И, чтобы довершить впечатление, присела в глубоком реверансе.

Он оторопело сморгнул, но тут же пришел в себя и ответил поклоном — его берет описал в воздухе идеальную черную дугу.

— В таком случае, я последую за вашей милостью ко двору.

— А ваше имя, сэр? Чтобы мне величать вас, как положено?

— Мое имя, миледи, не имеет ни малейшего значения. Я всего лишь посланник тех, кто стоит неизмеримо выше, и смиренный, преданный слуга вашей милости.

Вот он опять, этот многозначительный тон, этот знакомый, пристальный взгляд. Все во мне возмутилось. Он еще смеет ставить себя выше меня, королевской дочери? Что он знает такого, чего не знаю я?

— До свидания, миледи. — Он повернулся к дверям.

— Сэр… — Я выдавила небрежный смешок. — Что нового при дворе? Как мой отец король? И мадам королева?

Он изобразил еще одну фальшивую, мимолетную улыбку.

— Вы все увидите сами, миледи. Мне хотелось его убить.

— Но разве вы не привезли придворных сплетен в нашу забытую Богом глушь?

С неимоверной тщательностью он надел берет и поправил матовые черные локоны.

— Вам недолго оставаться в этой глуши. — Вытащил расшитые золотом перчатки, расправил кружева. — Что до новостей, мадам Елизавета… — Комната внезапно наполнилась угрозой. — Я же сказал, вы все увидите своими глазами — или услышите своими ушами.

Он повернулся на цветных каблуках и вышел.

В комнате стало холодно и пусто, словно сквозь нее прошел дьявол. Стук каблуков затихал в темной галерее. Я ухватилась за край стола и постаралась превозмочь стиснувший сердце страх.

Измена моей матери… форма, которую эта измена приняла.

Глухой стук каблуков замер. Наступила долгая тишина. В следующую минуту в комнату вбежала верная Кэт. За ней, в развевающейся мантии, вошел мой наставник, мастер Гриндал. Оба прятали глаза.

— Как могло случиться, Кэт, — спросила я нарочито ровным голосом, — что этот… этот придворный вошел, не предупредив, и застал меня одну, без присмотра воспитательницы или другой женщины?



Милое круглое лицо Кэт было искажено гневом и страхом, ее маленькое тело тряслось от обиды.

— Мадам, он так велел!

Я не могла сдержать ярость.

— Велел? Он велел? А кто он такой, Кэт, чтобы распоряжаться в моем доме?

— Мадам, он показал нам королевский приказ!

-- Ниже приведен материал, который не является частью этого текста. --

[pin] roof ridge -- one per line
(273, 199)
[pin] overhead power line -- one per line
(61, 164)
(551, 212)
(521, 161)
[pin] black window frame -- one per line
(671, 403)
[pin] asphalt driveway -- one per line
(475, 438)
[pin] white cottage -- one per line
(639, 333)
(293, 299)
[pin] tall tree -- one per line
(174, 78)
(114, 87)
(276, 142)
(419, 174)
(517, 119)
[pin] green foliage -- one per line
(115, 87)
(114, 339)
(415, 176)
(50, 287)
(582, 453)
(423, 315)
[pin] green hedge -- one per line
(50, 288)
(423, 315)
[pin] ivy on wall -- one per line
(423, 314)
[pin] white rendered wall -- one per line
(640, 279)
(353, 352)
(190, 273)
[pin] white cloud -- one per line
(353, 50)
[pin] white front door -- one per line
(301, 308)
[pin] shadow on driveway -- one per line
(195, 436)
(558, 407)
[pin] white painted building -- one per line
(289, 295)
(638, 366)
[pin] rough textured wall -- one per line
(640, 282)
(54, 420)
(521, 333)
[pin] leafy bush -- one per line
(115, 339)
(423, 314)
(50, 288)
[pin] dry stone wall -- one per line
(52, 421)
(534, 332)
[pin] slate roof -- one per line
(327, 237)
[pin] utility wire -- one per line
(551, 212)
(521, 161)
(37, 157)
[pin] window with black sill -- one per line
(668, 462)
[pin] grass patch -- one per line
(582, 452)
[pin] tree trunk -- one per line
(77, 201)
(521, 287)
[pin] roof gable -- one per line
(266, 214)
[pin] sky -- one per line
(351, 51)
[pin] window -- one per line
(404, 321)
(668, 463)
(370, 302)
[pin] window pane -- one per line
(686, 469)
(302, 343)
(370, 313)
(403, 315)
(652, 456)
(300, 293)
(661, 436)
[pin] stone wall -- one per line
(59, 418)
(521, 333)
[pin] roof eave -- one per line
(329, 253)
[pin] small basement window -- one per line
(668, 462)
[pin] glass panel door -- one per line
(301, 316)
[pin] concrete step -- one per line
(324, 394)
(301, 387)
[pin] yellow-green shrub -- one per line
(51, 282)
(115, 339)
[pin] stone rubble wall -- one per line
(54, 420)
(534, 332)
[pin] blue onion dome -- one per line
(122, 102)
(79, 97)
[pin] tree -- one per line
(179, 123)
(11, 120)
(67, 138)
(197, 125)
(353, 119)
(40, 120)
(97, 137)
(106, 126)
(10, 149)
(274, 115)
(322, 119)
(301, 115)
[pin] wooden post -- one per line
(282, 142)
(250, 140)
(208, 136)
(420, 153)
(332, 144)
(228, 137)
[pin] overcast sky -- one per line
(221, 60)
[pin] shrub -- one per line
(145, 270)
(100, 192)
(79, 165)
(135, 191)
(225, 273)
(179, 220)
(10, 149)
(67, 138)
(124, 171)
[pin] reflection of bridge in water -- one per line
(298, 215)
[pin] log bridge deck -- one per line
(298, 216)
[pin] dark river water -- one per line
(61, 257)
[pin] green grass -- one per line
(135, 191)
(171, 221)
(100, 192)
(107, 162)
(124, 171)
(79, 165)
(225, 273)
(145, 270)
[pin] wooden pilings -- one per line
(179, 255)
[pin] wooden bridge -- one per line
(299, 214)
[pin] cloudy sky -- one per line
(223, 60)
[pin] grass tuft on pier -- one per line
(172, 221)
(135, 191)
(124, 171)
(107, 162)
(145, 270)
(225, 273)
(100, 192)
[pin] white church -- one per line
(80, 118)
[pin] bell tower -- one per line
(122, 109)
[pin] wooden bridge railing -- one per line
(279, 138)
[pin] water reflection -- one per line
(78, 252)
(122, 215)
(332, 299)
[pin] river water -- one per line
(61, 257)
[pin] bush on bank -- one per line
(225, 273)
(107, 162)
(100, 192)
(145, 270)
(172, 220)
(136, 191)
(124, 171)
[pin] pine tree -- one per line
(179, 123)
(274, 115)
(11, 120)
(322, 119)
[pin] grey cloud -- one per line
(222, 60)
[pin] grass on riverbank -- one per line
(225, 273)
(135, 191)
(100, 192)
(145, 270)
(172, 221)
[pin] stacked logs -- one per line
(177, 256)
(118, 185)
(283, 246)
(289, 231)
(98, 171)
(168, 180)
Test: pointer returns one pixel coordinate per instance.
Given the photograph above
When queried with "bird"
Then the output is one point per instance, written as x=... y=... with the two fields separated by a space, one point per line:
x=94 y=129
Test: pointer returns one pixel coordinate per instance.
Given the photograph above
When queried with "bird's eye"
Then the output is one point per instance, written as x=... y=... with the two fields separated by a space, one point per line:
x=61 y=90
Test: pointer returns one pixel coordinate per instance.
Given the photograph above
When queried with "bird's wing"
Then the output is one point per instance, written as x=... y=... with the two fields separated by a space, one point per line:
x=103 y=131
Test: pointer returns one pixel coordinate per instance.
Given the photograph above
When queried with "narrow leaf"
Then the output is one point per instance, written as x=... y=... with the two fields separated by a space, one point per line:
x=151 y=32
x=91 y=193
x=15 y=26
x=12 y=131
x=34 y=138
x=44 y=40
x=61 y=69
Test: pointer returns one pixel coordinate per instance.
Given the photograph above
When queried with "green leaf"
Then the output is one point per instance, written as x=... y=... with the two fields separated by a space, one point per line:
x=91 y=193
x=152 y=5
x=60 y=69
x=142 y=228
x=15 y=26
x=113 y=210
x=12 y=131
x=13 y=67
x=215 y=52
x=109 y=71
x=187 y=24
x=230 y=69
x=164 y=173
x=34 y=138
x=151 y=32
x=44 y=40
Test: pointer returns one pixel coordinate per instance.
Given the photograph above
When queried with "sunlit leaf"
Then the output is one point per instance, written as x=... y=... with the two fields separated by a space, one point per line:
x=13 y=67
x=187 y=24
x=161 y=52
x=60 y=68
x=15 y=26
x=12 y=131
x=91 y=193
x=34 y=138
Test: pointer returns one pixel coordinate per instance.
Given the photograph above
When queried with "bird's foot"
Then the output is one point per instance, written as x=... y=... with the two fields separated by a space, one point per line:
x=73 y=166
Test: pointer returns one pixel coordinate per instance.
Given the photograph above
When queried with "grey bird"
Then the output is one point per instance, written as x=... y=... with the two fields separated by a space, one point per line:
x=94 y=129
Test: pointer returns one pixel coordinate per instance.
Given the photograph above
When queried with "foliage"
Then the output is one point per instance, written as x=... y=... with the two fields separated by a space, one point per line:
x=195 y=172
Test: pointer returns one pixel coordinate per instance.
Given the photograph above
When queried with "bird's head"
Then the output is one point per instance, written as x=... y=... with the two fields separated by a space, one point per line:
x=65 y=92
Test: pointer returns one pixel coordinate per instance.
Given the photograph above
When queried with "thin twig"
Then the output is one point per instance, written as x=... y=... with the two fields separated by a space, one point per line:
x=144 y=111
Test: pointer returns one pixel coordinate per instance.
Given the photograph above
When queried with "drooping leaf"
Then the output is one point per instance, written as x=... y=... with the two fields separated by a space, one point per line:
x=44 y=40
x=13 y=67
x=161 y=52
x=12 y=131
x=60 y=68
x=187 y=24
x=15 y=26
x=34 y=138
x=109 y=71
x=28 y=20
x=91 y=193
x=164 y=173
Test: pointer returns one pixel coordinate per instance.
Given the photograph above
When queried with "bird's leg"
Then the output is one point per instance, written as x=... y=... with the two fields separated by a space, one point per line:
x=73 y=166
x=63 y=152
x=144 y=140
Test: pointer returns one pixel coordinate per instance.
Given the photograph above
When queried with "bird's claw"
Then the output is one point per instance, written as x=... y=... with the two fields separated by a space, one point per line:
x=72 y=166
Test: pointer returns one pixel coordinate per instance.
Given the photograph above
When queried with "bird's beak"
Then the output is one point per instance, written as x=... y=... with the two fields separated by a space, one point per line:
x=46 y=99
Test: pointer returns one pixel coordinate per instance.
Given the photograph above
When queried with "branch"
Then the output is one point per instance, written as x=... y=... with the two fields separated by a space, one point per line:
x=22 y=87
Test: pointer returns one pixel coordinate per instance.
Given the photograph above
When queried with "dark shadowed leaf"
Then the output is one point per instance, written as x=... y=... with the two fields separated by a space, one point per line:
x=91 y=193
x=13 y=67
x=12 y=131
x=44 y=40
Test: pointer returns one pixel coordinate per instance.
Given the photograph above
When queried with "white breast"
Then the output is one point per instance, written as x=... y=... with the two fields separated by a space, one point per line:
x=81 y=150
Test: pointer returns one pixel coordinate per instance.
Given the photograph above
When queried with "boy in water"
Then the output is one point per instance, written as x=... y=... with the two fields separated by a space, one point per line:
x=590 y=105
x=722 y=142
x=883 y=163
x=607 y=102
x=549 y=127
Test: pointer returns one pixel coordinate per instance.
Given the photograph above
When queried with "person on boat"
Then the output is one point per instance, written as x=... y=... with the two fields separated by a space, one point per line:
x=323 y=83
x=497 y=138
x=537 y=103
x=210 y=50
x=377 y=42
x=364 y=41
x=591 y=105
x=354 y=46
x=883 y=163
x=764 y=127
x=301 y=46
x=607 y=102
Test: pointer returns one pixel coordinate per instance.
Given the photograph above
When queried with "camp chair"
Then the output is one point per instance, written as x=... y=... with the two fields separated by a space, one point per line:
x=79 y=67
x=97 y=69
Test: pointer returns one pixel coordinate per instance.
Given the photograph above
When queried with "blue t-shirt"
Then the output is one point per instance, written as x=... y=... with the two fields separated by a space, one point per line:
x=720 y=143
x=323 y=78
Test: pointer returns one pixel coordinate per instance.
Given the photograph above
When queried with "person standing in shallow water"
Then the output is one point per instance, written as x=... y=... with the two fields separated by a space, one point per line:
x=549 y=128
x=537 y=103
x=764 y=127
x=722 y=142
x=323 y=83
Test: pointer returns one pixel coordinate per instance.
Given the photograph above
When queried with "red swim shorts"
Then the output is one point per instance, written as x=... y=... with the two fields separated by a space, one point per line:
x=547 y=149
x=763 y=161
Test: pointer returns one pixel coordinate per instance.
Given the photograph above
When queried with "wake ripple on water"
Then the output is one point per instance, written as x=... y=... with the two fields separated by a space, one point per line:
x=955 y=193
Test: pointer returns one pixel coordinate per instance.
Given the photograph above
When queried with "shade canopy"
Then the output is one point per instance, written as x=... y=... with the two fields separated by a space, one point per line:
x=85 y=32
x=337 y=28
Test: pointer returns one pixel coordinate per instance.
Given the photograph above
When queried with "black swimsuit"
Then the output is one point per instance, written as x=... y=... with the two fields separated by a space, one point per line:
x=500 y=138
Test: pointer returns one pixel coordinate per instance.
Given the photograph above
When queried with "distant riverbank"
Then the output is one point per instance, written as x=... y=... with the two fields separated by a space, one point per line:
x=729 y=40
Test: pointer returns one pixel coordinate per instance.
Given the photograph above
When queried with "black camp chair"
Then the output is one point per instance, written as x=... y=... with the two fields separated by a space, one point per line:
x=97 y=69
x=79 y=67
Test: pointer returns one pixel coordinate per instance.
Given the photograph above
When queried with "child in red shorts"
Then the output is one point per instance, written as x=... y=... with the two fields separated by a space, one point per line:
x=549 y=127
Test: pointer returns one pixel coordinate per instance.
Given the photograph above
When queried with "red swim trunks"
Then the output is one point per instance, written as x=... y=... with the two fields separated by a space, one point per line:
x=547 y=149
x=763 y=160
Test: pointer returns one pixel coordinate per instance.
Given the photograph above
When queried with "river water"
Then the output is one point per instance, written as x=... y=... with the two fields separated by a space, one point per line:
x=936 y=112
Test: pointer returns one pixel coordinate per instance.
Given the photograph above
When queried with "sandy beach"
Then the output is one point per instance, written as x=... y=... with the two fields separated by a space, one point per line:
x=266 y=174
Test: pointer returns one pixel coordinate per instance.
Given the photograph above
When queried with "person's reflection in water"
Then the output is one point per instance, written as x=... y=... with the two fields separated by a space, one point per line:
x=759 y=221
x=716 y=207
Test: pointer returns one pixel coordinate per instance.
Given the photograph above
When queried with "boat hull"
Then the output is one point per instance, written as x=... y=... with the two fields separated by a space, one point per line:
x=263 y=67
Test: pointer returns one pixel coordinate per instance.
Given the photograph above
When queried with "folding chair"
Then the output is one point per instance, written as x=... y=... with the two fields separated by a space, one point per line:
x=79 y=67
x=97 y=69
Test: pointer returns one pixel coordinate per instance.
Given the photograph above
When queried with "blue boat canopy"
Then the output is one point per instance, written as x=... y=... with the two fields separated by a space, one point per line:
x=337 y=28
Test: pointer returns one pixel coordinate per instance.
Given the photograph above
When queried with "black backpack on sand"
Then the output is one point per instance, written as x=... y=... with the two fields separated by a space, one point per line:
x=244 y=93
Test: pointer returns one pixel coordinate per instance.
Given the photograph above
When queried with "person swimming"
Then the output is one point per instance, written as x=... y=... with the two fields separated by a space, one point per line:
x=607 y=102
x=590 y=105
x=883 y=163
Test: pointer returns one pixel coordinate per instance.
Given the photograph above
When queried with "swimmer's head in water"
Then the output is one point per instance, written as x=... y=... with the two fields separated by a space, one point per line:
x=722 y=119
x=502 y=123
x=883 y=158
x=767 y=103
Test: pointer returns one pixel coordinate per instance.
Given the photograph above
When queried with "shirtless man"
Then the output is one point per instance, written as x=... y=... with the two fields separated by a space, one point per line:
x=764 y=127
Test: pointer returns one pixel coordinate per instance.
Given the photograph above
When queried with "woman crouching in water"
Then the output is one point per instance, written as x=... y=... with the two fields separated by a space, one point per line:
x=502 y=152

— Подписанный самим королем?

— Позвольте мне, миледи. — Высокий, худощавый мастер Гриндал выступил вперед и неуклюже поклонился. — Мы с мистрис Эшли, — он кивнул в сторону Кэт, — изучили бумаги этого утреннего посланца. Они и впрямь подлинные и скреплены личной печатью короля.

Значит, все правда. Приказ подписал либо сам король, либо кто-то из ближайших советников.

— О, миледи! — Кэт, бледная как смерть, заламывала свои пухленькие ручки.

Мне было нестерпимо видеть ее страдания. Десять лет она была мне верной наставницей, воспитательницей, больше чем матерью. Всего лишь год назад она еще крепче привязалась ко мне, выйдя замуж за родственника моей матери — моего старшего кавалера, Джона Эшли.

За последнее время я заметно вытянулась (ростом я пошла в отца) и скорее с удивлением, чем с радостью обнаружила, что смотрю на нее сверху вниз. Однако я никогда не стала бы нарочно ее унижать или ставить под сомнение ее авторитет.

— Ладно, — сказала я как можно веселее, — значит, у нас есть приказ короля, в котором выражена его воля. Едем ко двору! Когда?

Озабоченность Кэт приняла теперь новое направление: она вздохнула так тяжко, что натянулась шнуровка на груди.

— Он говорит, прямо сейчас! — Кэт потянулась к связке ключей на поясе. — Но мне надо еще переделать кучу дел! Сегодня мы с мастером Парри должны проверить счета, потом…

— Тогда скажи ему, Кэт, — меня саму удивил мой спокойный голос, — что здесь ты хозяйка, а не он. Мы выедем по твоему слову, не по его. Такова моя воля. Так и скажи ему.

Озабоченное лицо Кэт просветлело.

— Скажи ему… — Я на минуту задумалась. — Что я во всем дочь своего отца. Еще скажи, что отец меня не забывает, так что и он пусть не забывается — а то ему не поздоровится!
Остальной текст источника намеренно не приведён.